In an earlier report covering March loan performance, Black Knight's Mortgage Monitor noted that home prices had risen more in the first two months of this  year than in the same period for any year since 2005.  The home price appreciation (HPA) tracked by Black Knight's Home Price Index (HPI) did moderate slightly in March, but prices still did keep climbing. 

The current edition of the Monitor updates these figures and says rising prices, coupled with interest rates that are doing the same, (they had moved higher by 70 basis points by the end of May) have pushed up the monthly payment on a median priced home, bought with 20 percent down, by $150 or 14 percent over the first five months of the year. This has pushed seven states to a level of affordability that is less than their long-term norms and 12 others are coming close.  The slight slowing of HPA noted in March might have been, to some extent, a reaction to tightening affordability.
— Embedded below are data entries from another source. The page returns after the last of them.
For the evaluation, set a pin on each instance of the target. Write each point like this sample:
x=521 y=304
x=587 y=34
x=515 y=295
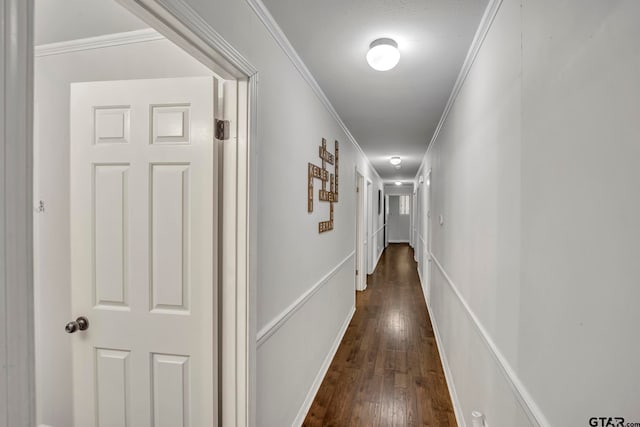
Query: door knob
x=80 y=324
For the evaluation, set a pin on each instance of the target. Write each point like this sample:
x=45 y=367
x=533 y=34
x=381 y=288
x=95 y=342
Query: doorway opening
x=142 y=239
Incomes have grown at a stronger than normal pace, up by an annual 4.37 percent compared to the 25-year average of 2.75 percent, but it hasn't been enough to keep up  It now takes 22.8 percent of the median income to make the monthly mortgage payment on a median priced home, the largest share since the 2010 home-buying season, but still below long-term benchmarks.  At the 2012 market bottom, the income required was 17.3 percent of the median.

 

 

To come up with current affordability numbers, Black Knight extrapolated 2017 and 2018 income gains from 2016 Census data and rolled HPA forward at its current annual rate from March through May and used Freddie Mac's 30-year fixed rate as of May 24, 4.86 percent while noting a 10-basis point decrease since then.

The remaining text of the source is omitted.